Lo de nuestro país es como para mear y no echar gota. Esto del estío lluvioso -vaya mes de agosto más raro- le da a uno tiempo para reflexionar sobre cómo es posible que quienes a todas horas entonan un discurso de igualdad hayan terminado por fabricar un sistema que trata de forma tan desigual a sus ciudadanos.

Esta semana han condenado a once años y seis meses a un individuo que asesinó a su pareja propinándole diecinueve puñaladas. Todo empezó con una discusión, empujones y golpes y terminó con el cadáver de una mujer en el suelo. ¿Once años y medio por una vida humana? Parece poco. Pero al bailador Farruquito le condenaron a tres años de cárcel por homicidio imprudente y omisión del deber de socorro cuando conduciendo sin carné atropelló y mató a un peatón. En este caso, la pérdida de una vida humana costó solo tres años de talego.

Entonces uno empieza a comparar. Por ejemplo, con la sentencia de un alcalde gomero condenado no hace mucho a cuatro años, seis meses y un día, por contratar a una familiar en el ayuntamiento, lo que costó a las arcas municipales algo más de siete mil euros. ¿Cuatro años y medio y un día por contratar a la hermana? ¿Tres años por atropellar y matar a una persona conduciendo sin carné? ¿Once años y medio por diecinueve puñaladas? No me parece que exista demasiada proporción.

El catálogo de sentencias que te puedes encontrar en este país no deja en muy buen lugar la expectativa de una justicia igual para todos. Con las mismas leyes y ante los mismos hechos es posible encontrar penas muy distintas según qué caso y según qué lugar. Quienes cuentan con más recursos y mejores abogados tienen, naturalmente, mejor justicia que el resto. Y aquellos que pueden cumplir una función ejemplar -es decir, una función mediática- ya se pueden dar por trasquilados; como la famosa Isabel Pantoja, que terminó condenada a dos años por blanquear el dinero de su pareja. Dos años a la tonadillera es uno menos que la pena del otro cantante que atropelló y mató a Benjamín Olalla en Sevilla. O el blanqueo está judicialmente más valorado que la vida humana o el flamenco está menos penado que la copla.
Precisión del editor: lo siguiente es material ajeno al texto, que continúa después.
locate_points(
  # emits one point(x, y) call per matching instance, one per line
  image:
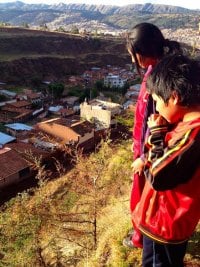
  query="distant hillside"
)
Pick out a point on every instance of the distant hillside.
point(92, 17)
point(26, 54)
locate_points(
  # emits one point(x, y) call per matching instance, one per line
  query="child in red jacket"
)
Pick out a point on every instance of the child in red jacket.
point(147, 46)
point(168, 210)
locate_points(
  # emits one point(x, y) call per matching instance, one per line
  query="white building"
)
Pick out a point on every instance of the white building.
point(114, 81)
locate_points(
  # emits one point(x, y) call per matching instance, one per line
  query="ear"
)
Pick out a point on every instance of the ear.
point(175, 98)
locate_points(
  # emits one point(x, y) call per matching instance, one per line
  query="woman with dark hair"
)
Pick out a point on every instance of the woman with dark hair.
point(146, 46)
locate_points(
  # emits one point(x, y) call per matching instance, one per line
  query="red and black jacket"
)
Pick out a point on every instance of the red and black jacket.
point(168, 210)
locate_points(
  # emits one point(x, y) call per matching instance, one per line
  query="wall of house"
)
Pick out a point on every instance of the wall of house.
point(99, 115)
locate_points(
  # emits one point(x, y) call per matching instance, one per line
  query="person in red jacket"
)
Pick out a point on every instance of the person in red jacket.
point(147, 47)
point(168, 210)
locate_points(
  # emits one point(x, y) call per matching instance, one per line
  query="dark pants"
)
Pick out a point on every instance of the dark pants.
point(162, 255)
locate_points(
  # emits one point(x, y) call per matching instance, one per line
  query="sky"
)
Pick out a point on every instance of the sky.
point(191, 4)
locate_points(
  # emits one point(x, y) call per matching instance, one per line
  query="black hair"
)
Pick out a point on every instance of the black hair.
point(176, 73)
point(147, 40)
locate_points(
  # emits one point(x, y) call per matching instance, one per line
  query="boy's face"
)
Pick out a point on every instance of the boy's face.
point(170, 111)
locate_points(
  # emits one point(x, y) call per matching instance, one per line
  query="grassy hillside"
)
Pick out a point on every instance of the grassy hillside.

Lo asombroso, para rizar el rizo, es que el Estado que castiga, que detiene, que imparte justicia y condena a la cárcel, es inmune a sus propias leyes. Un concejal valenciano fue detenido como sospechoso de la muerte de su mujer tras un incendio ocurrido en su vivienda familiar. Se declaró inocente, pero fue enviado a prisión y sometido al protocolo de prevención de suicidios. Es un protocolo tan deficiente que el concejal amaneció colgado de una sábana justo la primera mañana de su estancia en la cárcel. La Administración de Justicia se hace cargo temporalmente de la vida de una persona, la priva de libertad y se la entrega en custodia a la Administración de Prisiones, que la pierde. ¿Quién pagará por eso y sobre todo: cómo? ¿Es un hecho más grave que contratar a una hermana? Lean los periódicos y verán que acaba en nada. Sólo faltará que el suicida resulte al final ser inocente. Pero de eso seguramente nunca nos enteraremos.